New Laser Annealing Process Produces High Performance Integrated Circuits

Lithography represents one of the most important phases in the production of integrated circuits.  Photolithographic steps establish patterns on chips or light-sensitive material called a photoresist. After undergoing a series of chemical treatments, the exposure pattern can be engraved into the photoresist or through a deposition of new material underneath the photoresist.

Traditionally, semiconductor manufacturers use an extensive baking (hotplate) process at temperatures of 100-450°C. The low temperature is crucial to avoid degradation of the photoresist properties.

However, the hotplate process fabricates one wafer at a time – a time consuming process.  A single silicon wafer may require as many as 50 cycles, which prepares multiple levels of patterns on the resist.

Steady improvements in lithography have driven the expansion of the semiconductor industry. However, the baking method has been a mainstay for 50 years.

Cornell’s Laser Spike Solution

As the semiconductor industry moves toward creating smaller and smaller chips, two researchers at Cornell University’s Materials Science and Engineering department, Christopher Ober and Michael Thompson, have answered the call for innovative processes that that allows scalability of production.

The scientists have developed a laser annealing process that is applicable to thin photoresist films used in extreme ultraviolet (EUV) lithography and 193nm applications.

The process uses continuous wave lasers, which heats polymers (materials) at significantly higher temperatures, up to 800°C, for millisecond at a time.
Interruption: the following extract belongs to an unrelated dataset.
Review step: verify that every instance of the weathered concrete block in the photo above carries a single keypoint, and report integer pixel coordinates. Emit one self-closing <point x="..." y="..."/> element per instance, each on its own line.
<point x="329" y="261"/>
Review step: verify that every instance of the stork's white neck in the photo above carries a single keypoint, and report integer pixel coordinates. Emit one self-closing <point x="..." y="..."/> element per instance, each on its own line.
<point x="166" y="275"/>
The breakthrough innovation limits chemical diffusion during the annealing process. Chemical diffusion compromises the quality and fidelity pattern transferred to the wafer, which affects device performance.

The scientists tested the cutting-edge laser process on diode and CO2 lasers. Using a EUV lithographic exposure tool, Ober and Thompson have fabricated IC features at 30nm or less, said Ober.

Benefits to Semiconductor Manufacturers

Professor Ober states that at one time many researchers in the semiconductor sector believed the industry had maximum optimization for photoresist heating, but the new technology “proves otherwise.”  Because patterns transfer faster and create a “better pattern fidelity process and line-edge roughness”, the innovation will lead to chips that perform better and cost less, according to Ober.

Semiconductor Research Corporation sponsored the Cornell research team.  Bob Havemann, the director of nano-manufacturing sciences for a research group states that several semiconductor companies are working on bringing advanced annealing processes to the marketplace.  The research consortium includes Intel, AMD, Texas Instrument, and IBM.